Wednesday, May 4, 2022

The Haunting of Tram Car 015

P. Djeli Clark
Completed 5/1/2022, Reviewed 5/1/2022
4 stars

Another terrific story by Clark.  This novella takes place in the same alternate steampunk Cairo of 1912.  In this magic filled Cairo, the suffrage movement is in full swing.  Djinn, angels, and ghouls still abound.  This time, a tram car is haunted and two paranormal detectives are called to investigate.  While Fatma, the detective from A Dead Djinn in Cairo, is only lightly in this one, the two main detectives carry the story well.  This novella was nominated for multiple novella awards as well as the 2020 Mythopoeic Award.  

Hamed is a hardened, experienced detective for the Ministry of

Alchemy, Enchantments, and Supernatural Entities.  He is assigned a case involving a tram car that has a supernatural entity in it.  The entity may or may not be a djinn.  It had been scaring passengers, but the tram was finally taken offline when it attacked a woman.  Hamed is assigned a partner, Onsi, who is fresh out of the academy.  Together they try to determine what kind of entity is doing the haunting and exorcise it while navigating suffragettes, underground religions, and sentient automatons.  

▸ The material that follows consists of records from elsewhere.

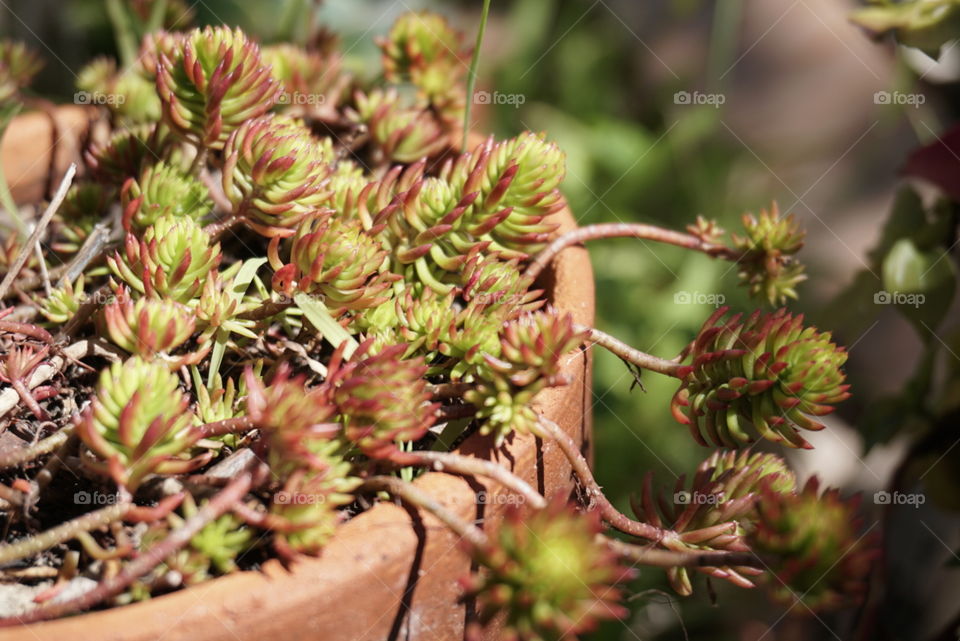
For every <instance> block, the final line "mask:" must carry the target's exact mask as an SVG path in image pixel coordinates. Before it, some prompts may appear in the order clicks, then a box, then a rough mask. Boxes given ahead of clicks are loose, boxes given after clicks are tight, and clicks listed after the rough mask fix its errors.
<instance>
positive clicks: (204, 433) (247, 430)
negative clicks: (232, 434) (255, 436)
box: [196, 416, 257, 438]
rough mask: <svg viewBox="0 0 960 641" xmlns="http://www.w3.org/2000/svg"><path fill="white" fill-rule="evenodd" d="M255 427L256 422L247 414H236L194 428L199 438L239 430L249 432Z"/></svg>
mask: <svg viewBox="0 0 960 641" xmlns="http://www.w3.org/2000/svg"><path fill="white" fill-rule="evenodd" d="M254 429H257V424H256V423H254V421H253V419H252V418H250V417H249V416H237V417H235V418H225V419H223V420H222V421H215V422H213V423H206V424H204V425H201V426H200V427H198V428H196V432H197V434H198V435H199V436H198V437H199V438H210V437H212V436H223V435H225V434H237V433H240V432H249V431H250V430H254Z"/></svg>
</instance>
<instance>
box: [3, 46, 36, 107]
mask: <svg viewBox="0 0 960 641" xmlns="http://www.w3.org/2000/svg"><path fill="white" fill-rule="evenodd" d="M42 67H43V62H42V61H41V60H40V58H39V57H38V56H37V54H36V53H34V52H33V51H31V50H30V49H29V48H28V47H27V46H26V45H25V44H23V43H22V42H13V41H10V40H2V41H0V108H4V107H6V106H7V104H8V103H10V101H11V100H12V99H14V98H15V97H16V96H17V94H18V93H19V92H20V90H21V89H23V88H24V87H26V86H27V85H28V84H30V80H31V79H32V78H33V76H34V75H36V73H37V72H38V71H40V69H41V68H42Z"/></svg>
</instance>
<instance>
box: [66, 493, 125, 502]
mask: <svg viewBox="0 0 960 641" xmlns="http://www.w3.org/2000/svg"><path fill="white" fill-rule="evenodd" d="M119 500H120V495H118V494H110V493H108V492H87V491H85V490H81V491H79V492H74V493H73V502H74V503H75V504H76V505H113V504H115V503H117V502H118V501H119Z"/></svg>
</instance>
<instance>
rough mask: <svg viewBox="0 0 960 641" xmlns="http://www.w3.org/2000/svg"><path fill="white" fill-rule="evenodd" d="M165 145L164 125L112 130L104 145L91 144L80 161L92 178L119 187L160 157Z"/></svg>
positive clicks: (161, 155)
mask: <svg viewBox="0 0 960 641" xmlns="http://www.w3.org/2000/svg"><path fill="white" fill-rule="evenodd" d="M169 143H170V133H169V130H168V129H167V128H166V127H165V126H163V125H157V124H152V125H138V126H134V127H129V128H124V129H120V130H118V131H115V132H114V133H113V134H111V136H110V138H109V139H108V140H107V141H106V142H104V143H101V144H96V143H95V144H93V145H92V146H91V148H90V149H88V150H87V151H86V152H84V158H85V160H86V162H87V166H89V167H90V170H91V173H92V174H93V176H94V178H96V179H97V180H99V181H100V182H103V183H110V184H122V183H123V182H124V181H125V180H126V179H127V178H129V177H130V176H139V175H140V172H141V171H142V170H143V169H145V168H146V166H147V165H150V164H153V163H154V162H156V161H157V160H158V159H160V158H163V157H164V156H165V154H166V151H165V150H166V148H167V147H168V145H169Z"/></svg>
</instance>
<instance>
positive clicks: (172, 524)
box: [143, 494, 254, 585]
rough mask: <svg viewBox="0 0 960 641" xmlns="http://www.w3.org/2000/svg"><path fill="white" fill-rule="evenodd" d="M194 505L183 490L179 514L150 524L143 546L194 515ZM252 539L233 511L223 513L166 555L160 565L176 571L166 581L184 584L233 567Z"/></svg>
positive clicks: (171, 529)
mask: <svg viewBox="0 0 960 641" xmlns="http://www.w3.org/2000/svg"><path fill="white" fill-rule="evenodd" d="M201 505H202V504H201ZM198 509H199V508H198V506H197V504H196V502H195V500H194V499H193V497H192V496H191V495H189V494H187V495H186V497H185V499H184V502H183V503H182V505H181V510H180V511H181V512H182V514H183V516H180V515H177V514H175V513H174V514H170V515H169V516H168V517H167V518H166V520H164V521H160V522H158V523H156V524H154V525H152V526H151V527H150V529H148V530H147V531H146V533H145V534H144V535H143V547H144V548H145V549H148V550H149V549H150V548H151V547H153V546H154V545H156V544H159V543H160V542H162V541H163V540H164V539H165V538H167V537H168V536H170V533H171V532H172V531H175V530H176V529H178V528H179V527H182V526H183V523H184V521H185V520H186V519H189V518H190V517H192V516H195V515H196V513H197V511H198ZM253 543H254V540H253V530H252V529H251V528H249V527H247V526H245V525H244V524H243V523H242V522H241V521H240V519H238V518H237V517H236V516H234V515H233V514H224V515H223V516H221V517H219V518H218V519H216V520H214V521H211V522H210V523H208V524H207V525H206V526H205V527H204V528H203V529H201V530H200V531H199V532H198V533H197V534H196V535H194V536H193V537H192V538H191V539H190V543H189V544H188V545H187V546H186V547H185V548H183V549H182V550H179V551H178V552H176V553H175V554H172V555H171V556H168V557H167V558H166V559H165V560H164V562H163V565H162V566H161V568H160V569H162V570H163V571H164V572H165V573H169V572H175V573H176V575H175V576H174V577H170V576H169V575H168V576H167V577H166V578H167V582H168V583H169V582H171V579H173V580H179V582H180V583H182V584H184V585H196V584H197V583H201V582H203V581H206V580H207V579H209V578H210V577H211V576H213V575H215V574H227V573H229V572H233V571H234V570H236V569H237V563H236V561H237V558H238V557H239V556H240V555H241V554H243V553H244V552H245V551H246V550H247V549H249V548H250V547H251V545H252V544H253Z"/></svg>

Once again, the characterization is superb.  I found all the characters believable and their dialogue natural.  The story is told from Hamed’s perspective, third person.  He is about as interesting as Fatma from Dead Djinn, but without the quirkiness.  I liked him from the onset, as I did Onsi the newbie.  

The star of this book, though is the world-building.  While we were introduced to it in Dead Djinn, this story takes it in a new direction.  Hamed is sure the haunting is not a ghost or even a djinn.  What it turns out to be is complex and interesting.  The interactions with the suffragettes initially may seem kind of forced into the story, but it crosses paths with the plot later on.  I also liked the delving a little into the underground religions, with the charms and sigils and chanting.  While this story is still short for a novella, it deftly packs a lot into it without feeling like your getting skimped in any one area.

The prose is wonderful.  It has the same manner and style as its predecessor.  It never feels flowery or overbearing.  It delivers just the right amount of description of people and their thoughts, places, and actions.  The reading is smooth, and I’m curious to see how Clark can keep it going in the next installment in the series, a full length novel.  

I give this book four stars out of five.  It’s original, well-written, and wildly entertaining.  I did feel like I could guess how Hamed and Onsi were going to go after the haunter, but it didn’t really matter.  The story was engaging and fun.  I look forward to the next book, which I hope will have the same momentum as these two.